Le manifestazioni di StandUpX si tengono ogni sabato in diversi centri urbani del Paese, ma le più partecipate sono quelle di Londra e Birmingham, dove si riscontra un maggior tasso di violenza e frequenti scontri con le forze di sicurezza.

Figura 4, locandina del movimento StandUpX

L’infiltrazione sistemica di gruppi terroristici ispirati ad ideologie eversive tra i membri dei movimenti negazionisti del Covid-19 europei ha incrementato nel 2020 la minaccia posta dalle manifestazioni violente del dissenso. I movimenti negazionisti del Covid-19 hanno mostrato ampia la permeabilità alle ideologie eversive di gruppi di estrema destra e gruppi anarco-insurrezionalisti. Le teorie anti-sistema di stampo cospirazionista di tali movimenti hanno rappresentato un fertile terreno per la diffusione di ideologie eversive, suprematiste, identitarie ed eco-anarchiche. Le commistioni ideologiche rilevate sono frequentemente coincise con un incremento del tasso di violenza delle manifestazioni indette dai movimenti negazionisti. 
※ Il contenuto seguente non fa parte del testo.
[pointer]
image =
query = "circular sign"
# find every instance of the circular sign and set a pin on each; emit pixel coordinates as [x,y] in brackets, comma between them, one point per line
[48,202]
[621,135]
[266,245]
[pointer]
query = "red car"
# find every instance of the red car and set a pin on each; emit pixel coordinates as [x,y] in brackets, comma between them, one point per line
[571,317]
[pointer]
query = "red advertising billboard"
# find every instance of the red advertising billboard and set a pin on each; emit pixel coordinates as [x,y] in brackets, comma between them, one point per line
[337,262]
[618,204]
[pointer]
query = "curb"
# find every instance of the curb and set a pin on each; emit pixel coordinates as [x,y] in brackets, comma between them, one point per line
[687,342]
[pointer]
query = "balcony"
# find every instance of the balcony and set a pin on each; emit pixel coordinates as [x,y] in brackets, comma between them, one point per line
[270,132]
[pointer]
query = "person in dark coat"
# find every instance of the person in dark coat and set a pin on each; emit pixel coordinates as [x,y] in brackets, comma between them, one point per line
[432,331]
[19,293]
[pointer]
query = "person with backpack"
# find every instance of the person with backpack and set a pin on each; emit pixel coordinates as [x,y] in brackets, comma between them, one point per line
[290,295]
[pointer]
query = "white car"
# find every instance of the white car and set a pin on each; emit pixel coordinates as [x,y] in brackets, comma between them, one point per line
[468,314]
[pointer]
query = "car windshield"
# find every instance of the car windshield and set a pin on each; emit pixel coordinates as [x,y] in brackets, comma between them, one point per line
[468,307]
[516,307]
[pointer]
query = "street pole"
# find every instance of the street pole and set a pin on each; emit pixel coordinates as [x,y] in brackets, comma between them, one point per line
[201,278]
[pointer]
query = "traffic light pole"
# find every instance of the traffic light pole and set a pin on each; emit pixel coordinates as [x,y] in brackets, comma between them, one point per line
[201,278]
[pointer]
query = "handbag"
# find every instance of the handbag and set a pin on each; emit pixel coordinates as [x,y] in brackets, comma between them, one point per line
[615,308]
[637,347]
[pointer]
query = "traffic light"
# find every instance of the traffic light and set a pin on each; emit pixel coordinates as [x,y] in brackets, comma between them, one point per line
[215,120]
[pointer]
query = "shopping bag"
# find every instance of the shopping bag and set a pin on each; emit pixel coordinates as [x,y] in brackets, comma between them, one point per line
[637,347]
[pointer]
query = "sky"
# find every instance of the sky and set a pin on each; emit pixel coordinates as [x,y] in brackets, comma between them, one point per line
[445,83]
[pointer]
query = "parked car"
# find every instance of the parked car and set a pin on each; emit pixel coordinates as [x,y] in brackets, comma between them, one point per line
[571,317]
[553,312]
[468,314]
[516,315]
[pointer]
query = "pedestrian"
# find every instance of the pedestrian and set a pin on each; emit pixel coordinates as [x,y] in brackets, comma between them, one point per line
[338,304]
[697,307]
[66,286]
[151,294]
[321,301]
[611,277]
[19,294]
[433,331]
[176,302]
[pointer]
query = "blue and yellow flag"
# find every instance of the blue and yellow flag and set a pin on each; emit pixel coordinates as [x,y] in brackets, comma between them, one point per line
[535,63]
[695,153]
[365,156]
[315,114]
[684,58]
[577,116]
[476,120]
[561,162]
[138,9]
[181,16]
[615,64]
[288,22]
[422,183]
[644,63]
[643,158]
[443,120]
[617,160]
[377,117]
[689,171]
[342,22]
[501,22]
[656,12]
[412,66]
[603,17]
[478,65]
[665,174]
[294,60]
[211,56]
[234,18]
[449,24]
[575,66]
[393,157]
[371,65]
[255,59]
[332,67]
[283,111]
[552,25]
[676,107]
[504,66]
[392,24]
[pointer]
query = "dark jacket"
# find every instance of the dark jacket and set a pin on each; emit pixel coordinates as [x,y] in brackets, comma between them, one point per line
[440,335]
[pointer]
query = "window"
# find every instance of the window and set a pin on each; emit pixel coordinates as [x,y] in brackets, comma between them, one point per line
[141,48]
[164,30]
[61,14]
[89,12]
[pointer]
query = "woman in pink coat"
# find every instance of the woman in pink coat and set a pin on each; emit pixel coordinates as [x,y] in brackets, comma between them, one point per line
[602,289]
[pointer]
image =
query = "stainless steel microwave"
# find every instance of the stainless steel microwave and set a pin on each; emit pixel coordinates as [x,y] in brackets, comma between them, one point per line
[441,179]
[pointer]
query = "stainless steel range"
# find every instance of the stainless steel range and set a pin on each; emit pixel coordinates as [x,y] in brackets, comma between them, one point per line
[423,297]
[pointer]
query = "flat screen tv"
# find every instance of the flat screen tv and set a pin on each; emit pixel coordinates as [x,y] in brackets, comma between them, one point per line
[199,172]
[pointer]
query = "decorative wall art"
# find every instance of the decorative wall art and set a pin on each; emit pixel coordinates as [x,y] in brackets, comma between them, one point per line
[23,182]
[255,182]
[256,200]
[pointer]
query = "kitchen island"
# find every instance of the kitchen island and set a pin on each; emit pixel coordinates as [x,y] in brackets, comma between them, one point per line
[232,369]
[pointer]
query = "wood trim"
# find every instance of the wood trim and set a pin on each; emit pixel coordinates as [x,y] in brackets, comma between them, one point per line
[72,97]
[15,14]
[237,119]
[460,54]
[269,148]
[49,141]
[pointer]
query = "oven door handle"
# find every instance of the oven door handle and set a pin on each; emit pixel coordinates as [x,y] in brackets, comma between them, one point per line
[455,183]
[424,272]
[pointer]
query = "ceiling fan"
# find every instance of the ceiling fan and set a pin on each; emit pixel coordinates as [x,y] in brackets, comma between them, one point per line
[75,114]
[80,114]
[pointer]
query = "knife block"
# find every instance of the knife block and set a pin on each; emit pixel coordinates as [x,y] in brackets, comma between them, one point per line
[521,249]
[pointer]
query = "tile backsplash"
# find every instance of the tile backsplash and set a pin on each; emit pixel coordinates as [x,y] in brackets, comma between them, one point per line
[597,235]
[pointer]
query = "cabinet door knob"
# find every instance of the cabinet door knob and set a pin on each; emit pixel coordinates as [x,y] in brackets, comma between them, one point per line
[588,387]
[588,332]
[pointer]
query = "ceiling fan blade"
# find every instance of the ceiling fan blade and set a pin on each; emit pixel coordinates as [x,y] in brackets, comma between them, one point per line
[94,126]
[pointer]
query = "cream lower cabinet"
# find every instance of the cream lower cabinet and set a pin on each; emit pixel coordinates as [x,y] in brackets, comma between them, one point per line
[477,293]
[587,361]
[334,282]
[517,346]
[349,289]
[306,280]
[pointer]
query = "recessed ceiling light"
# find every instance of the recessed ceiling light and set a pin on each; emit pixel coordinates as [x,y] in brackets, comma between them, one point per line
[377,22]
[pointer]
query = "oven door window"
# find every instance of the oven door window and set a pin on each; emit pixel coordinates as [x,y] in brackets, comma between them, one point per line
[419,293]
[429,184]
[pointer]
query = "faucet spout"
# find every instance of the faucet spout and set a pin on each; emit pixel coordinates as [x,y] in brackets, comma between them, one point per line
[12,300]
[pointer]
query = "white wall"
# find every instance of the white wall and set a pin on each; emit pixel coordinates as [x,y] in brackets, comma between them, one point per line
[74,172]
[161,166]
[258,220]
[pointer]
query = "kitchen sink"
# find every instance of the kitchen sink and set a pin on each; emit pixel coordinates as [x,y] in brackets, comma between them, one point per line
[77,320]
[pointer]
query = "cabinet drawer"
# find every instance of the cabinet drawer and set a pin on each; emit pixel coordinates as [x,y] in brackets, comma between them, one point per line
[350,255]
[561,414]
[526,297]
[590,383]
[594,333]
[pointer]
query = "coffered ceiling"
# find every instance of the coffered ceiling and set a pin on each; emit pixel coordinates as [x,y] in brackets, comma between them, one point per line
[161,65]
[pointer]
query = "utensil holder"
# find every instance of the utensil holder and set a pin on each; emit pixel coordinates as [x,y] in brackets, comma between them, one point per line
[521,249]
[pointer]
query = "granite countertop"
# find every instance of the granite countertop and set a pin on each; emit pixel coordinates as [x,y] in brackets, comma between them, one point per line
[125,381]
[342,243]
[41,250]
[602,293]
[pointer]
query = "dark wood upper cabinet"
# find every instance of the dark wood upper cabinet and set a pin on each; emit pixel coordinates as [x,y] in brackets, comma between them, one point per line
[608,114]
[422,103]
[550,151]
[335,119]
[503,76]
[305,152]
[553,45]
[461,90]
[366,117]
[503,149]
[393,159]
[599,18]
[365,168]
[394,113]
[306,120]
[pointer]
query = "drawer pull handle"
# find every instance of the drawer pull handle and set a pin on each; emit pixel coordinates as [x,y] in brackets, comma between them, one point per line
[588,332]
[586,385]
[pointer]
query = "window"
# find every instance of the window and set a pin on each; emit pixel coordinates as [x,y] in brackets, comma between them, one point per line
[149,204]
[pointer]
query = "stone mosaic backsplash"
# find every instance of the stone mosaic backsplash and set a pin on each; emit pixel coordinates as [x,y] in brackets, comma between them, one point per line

Nel corso del 2021, verosimilmente, le proteste dei movimenti negazionisti proseguiranno a partire dalle manifestazioni previste il 15 maggio nell’ambito della giornata denominata ‘Worldwide rally for freedom 2.0’. Inoltre, un’ulteriore minaccia è posta dal possibile incremento di azioni violente ispirate dalle ideologie cardine di questi gruppi: dal mese di marzo 2021 sono state registrate almeno 4 azioni ai danni di hub vaccinali e centri per i test Covid-19. Il 2 marzo 2021, ad Amsterdam, un ordigno esplosivo improvvisato ha danneggiato un centro per test Covid-19. Il 6 aprile 2021 un hub per test Covid-19 di Berlino è stato colpito da un attacco incendiario realizzato tramite delle molotov. In Italia, l’Istituto Superiore di Sanità (13 marzo 2021) ed un hub vaccinale di Brescia (3 aprile 2021) sono stati oggetto di azioni incendiarie ed entrambe le azioni sono apparse riconducibili ad ambienti anarco-insurrezionalisti. Pertanto, nel breve e medio termine non è possibile escludere che i gruppi terroristici eversivi possano capitalizzare il consenso riscosso tra i movimenti negazionisti del Covid-19 compiendo nuove azioni violente e atti vandalici contro target sensibili quali hub vaccinali, centri per i test Covid-19 ed asset governativi.